Note that the main script for videos (process_video.py) includes a number of optional steps like post smoothing and visualization. These can be turned off using the parameters outlined at the section Running the code.

Average processing times

Config. 1 Config. 2Time unit
Face detection 18.83ms per frame
Landmark detection 137.92ms per frame
Identity learning 9554262043ms per video
3D reconstruction 331.7271.27ms per frame
Smoothing 82.84ms per frame
Production of 3D reconstruction videos 199.35ms per frame
Production of 2D landmark videos 32.70ms per frame

Required step

Advanced features

Camera Calibration

Creating the calibration data

The performance of 3DI is expected to improve if one incorporates the matrix of the camera that was used to record the data into the reconstruction process.

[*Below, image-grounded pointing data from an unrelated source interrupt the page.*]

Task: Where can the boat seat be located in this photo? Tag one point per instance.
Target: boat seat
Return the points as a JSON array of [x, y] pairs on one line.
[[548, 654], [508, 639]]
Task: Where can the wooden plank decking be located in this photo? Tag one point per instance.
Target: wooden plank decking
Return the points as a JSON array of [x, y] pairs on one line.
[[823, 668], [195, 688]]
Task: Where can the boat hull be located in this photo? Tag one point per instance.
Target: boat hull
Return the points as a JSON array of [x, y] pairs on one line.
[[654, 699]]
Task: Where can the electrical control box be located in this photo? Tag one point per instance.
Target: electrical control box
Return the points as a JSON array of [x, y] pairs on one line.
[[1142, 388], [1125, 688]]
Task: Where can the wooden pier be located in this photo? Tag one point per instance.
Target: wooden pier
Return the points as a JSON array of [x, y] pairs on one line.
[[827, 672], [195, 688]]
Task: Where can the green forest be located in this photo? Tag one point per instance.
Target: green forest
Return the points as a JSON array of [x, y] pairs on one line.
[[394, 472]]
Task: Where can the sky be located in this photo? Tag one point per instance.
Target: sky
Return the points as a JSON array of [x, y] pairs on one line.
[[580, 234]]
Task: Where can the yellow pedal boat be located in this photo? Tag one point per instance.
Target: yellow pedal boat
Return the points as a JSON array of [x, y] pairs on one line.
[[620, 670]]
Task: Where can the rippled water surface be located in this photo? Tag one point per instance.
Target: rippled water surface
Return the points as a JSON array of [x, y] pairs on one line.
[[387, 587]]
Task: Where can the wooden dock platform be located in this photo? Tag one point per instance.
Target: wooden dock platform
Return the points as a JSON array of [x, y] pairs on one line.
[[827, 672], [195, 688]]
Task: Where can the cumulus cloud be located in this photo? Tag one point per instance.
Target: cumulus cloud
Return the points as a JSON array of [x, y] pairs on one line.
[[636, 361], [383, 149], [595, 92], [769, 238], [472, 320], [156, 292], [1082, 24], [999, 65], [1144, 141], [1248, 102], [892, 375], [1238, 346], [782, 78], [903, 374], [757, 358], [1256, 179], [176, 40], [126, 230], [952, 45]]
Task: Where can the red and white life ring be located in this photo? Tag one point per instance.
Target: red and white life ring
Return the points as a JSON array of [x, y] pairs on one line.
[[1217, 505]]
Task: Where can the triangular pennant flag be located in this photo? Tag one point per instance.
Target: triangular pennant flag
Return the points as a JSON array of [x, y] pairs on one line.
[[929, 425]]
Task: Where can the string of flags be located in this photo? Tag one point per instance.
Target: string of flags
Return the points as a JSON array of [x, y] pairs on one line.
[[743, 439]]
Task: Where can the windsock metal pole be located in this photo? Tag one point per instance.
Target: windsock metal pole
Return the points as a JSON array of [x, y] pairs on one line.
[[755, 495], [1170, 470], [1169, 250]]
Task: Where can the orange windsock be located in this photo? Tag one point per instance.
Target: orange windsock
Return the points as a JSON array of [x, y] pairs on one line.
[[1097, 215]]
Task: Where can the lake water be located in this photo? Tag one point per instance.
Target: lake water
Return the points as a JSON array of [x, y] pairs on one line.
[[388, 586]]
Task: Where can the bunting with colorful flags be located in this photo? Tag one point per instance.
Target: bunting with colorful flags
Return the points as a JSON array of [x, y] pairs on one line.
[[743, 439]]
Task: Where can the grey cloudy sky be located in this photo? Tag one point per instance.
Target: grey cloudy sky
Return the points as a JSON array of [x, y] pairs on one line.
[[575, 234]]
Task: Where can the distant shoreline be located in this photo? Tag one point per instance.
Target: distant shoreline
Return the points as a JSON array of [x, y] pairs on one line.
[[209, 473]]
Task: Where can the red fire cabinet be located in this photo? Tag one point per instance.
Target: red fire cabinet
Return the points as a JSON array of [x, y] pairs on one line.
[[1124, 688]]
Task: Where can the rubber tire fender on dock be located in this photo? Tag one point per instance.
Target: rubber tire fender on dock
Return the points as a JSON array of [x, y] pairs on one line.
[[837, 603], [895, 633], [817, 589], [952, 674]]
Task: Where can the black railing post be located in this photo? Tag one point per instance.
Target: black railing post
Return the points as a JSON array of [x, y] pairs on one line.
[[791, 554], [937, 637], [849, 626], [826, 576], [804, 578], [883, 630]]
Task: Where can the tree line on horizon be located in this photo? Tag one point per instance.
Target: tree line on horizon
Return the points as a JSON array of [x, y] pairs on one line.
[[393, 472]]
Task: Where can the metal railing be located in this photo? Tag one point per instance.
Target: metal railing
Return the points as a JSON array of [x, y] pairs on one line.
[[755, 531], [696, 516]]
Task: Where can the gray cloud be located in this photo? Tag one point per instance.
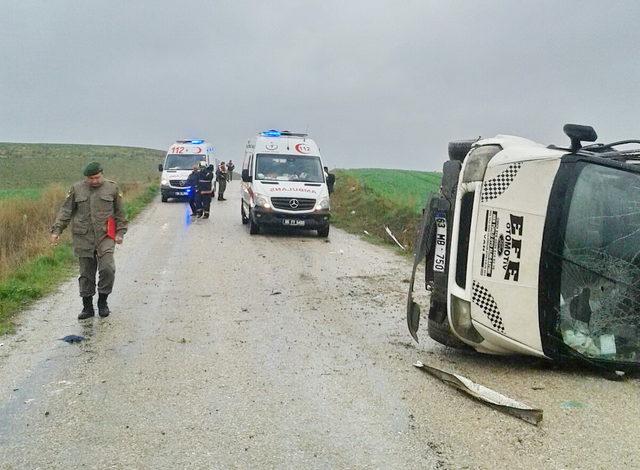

We provide a calibration procedure, outlined below. (The procedure is for a camera of a MacBook Pro 21, you may replace the strings macbookpro21 with your camera model wherever applicable.)

  1. Print the checkerboard pattern in the following link to an letter- or A4-sized paper: https://raw.githubusercontent.com/opencv/opencv/4.x/doc/pattern.png (the pattern is also in this repository at ./build/models/cameras/pattern.png)
  2. Tape the printed checkerboard pattern to a sturdy surface, like a clipboard. Make sure that the paper is taped tightly and neatly.
  3. Record a video of yourself while holding the chechkerboard pattern at various angles and distances. An example video can be found in the following link: https://www.youtube.com/watch?v=z0nQGeVJS3s
    • Make sure that you move slowly to minimize motion blur
    • Try to keep the checkerboard pattern within the frame at all times
    • Try to have a video of 2-3 minutes --- not much shorter or longer
  4. Create the directory build/calibration/videos:
    • mkdir build/calibration/videos
  5. Copy your video inside the folder build/calibration/videos. In the rest of this tutorial, we assume that the video file is at the following location: build/calibration/videos/macbookpro21.mp4
  6. Go to the build directory: cd build
  7. Create directories through the following comments:
    • mkdir calibration/videos/frames
    • mkdir calibration/videos/frames/macbookpro21
  8. Create frames from the video by running the following ffmpeg command:
    • ffmpeg -i calibration/videos/macbookpro21.mp4 -r 1 calibration/videos/frames/macbookpro21/frame%04d.png
  9. Manually inspect the images in the directory calibration/videos/frames/macbookpro21/. Remove any images where there is too much motion blur or the checkerboard is not fully in the frame.
  10. Now we will do the calibration.
    • Make sure that the you successfully completed the installation by following the steps in the Installation section
    • Run the following command from the build directory:
      • ./calibrate_camera "calibration/videos/frames/macbookpro21/frame*.png" "models/cameras/macbookpro21.txt"
    • The code above can take a few minutes
    • The code may need a GUI to run, but this can easily be fixed (you can comment out the imread's within the camera.h file that cause the need for GUI and re-compile the code)
  11. If the code runs successfully, your calibration file must be located at build/models/cameras/macbookpro21.txt.

Using the calibration matrix

Once you obtained the calibration matrix, it can be incorporated into the reconstruction process by using two additional command line arguments, namely camera_param and undistort. The former argument be set to the camera calibration file and the latter to 1, as shown below:

python process_video.py ./output testdata/elaine.mp4 --camera_param=./models/cameras/macbookpro21.txt --undistort=1

(This command is for illustration only, since the elaine.mp4 video was clearly not recorded with a MacBook Pro.)